• Grief Counseling

    I offer individual grief counseling for women whose hearts feel broken.

    Unexpected endings can be one of the hardest things we have to bear, as humans. Losing someone we love, either by death, a relationship ending, or in some other way, is one of the highest ranking items on the “life stressors” scale, ranking just behind the loss of a child. However, we’ll often put off grief counseling because it can just feel So. Damn. Painful. We worry that if we open those floodgates, we might not ever be able to turn them off again, and we fear that we might be riddled forever with the depression and anxiety that can come from an unexpected loss. Counseling for grief and loss can truly help us to rethink our place in the world and to honor the person we’ve lost. By allowing time and space to process this change in our lives, grief and loss counseling can be a critical step toward healing. But let’s face it – grief is grief is grief.

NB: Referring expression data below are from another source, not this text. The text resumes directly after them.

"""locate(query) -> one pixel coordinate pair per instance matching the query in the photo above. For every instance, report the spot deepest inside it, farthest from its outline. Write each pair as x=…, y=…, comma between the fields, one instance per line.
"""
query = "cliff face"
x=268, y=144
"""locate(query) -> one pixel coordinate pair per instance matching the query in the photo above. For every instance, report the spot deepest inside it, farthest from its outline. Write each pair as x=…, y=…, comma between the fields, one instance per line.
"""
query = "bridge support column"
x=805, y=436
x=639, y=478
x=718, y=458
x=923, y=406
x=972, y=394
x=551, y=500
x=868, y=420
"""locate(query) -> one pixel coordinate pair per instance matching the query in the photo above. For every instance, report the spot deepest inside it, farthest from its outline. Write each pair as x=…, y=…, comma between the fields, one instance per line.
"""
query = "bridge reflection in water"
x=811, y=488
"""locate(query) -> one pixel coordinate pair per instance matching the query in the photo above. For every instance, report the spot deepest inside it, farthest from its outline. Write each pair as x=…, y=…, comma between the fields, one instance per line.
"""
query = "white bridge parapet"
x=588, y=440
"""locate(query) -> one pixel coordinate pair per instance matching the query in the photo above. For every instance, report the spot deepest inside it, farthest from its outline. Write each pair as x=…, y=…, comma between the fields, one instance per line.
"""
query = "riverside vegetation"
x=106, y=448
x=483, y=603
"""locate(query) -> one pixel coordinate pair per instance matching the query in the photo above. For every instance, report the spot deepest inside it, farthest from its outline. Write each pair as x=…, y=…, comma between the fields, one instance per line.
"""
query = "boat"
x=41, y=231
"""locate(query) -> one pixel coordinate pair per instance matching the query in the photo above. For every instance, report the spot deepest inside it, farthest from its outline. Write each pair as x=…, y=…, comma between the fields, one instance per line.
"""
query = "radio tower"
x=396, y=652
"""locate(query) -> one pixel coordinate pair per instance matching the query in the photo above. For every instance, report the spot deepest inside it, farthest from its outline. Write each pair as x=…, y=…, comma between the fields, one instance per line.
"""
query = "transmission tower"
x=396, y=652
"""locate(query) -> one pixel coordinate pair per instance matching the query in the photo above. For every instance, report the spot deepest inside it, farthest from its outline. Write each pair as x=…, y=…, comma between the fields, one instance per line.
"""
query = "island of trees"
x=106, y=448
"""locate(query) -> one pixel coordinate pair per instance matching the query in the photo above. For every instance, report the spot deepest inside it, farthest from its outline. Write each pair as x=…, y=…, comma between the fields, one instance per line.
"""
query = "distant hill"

    Another source of grief can be the loss of identity as we’ve known it or the onset of an identity crisis. Even though you may have wanted to get married, you may grieve the loss of your identity as a single person. Even though you may have wanted a baby, you may grieve the loss of your couplehood. Even though you’re thrilled to watch your kids growing up, you may grieve the loss of your active role as a parent to a little one. Even though you were so excited to be a stay-at-home mom, you may grieve the loss of your professional identity.

    Grief can look like:

    • Irritability and hostility with others’

    • Moments of unanticipated rage

    • Feelings of hopelessness and despair

    • Numbness

    • Physical pain in the body

    • Daydreaming about an alternate reality in which your life has not changed

    • Unexpected crying, tearful jags

    Healing from grief can look like:

    • A renewed sense of hope for the future

    • Peace of mind in daily life

    • Clarity of a vision for the future

    • Processing surrounding the loss of the person or relationship

    • Motivation to support others in their healing process after a loss

    Grief counseling often includes:

    • Narrative therapy, re-authoring the story we tell ourselves about the loss and about what life can look like in the future

    • Creating rituals and traditions that honor the memory of the person or relationship

    Sometimes people seek grief counseling for things other than death, such as:

    Dealing with Divorce.

    Though we all know that divorce is common, many of us believe it would never happen to us. Whether married or not, the end of a relationship is extremely painful. Grief counseling to get through a divorce can be a first step in rebuilding when you never thought you would need to do so. Healing from divorce may be painful, but it’s possible, and I’m with you every step of the way.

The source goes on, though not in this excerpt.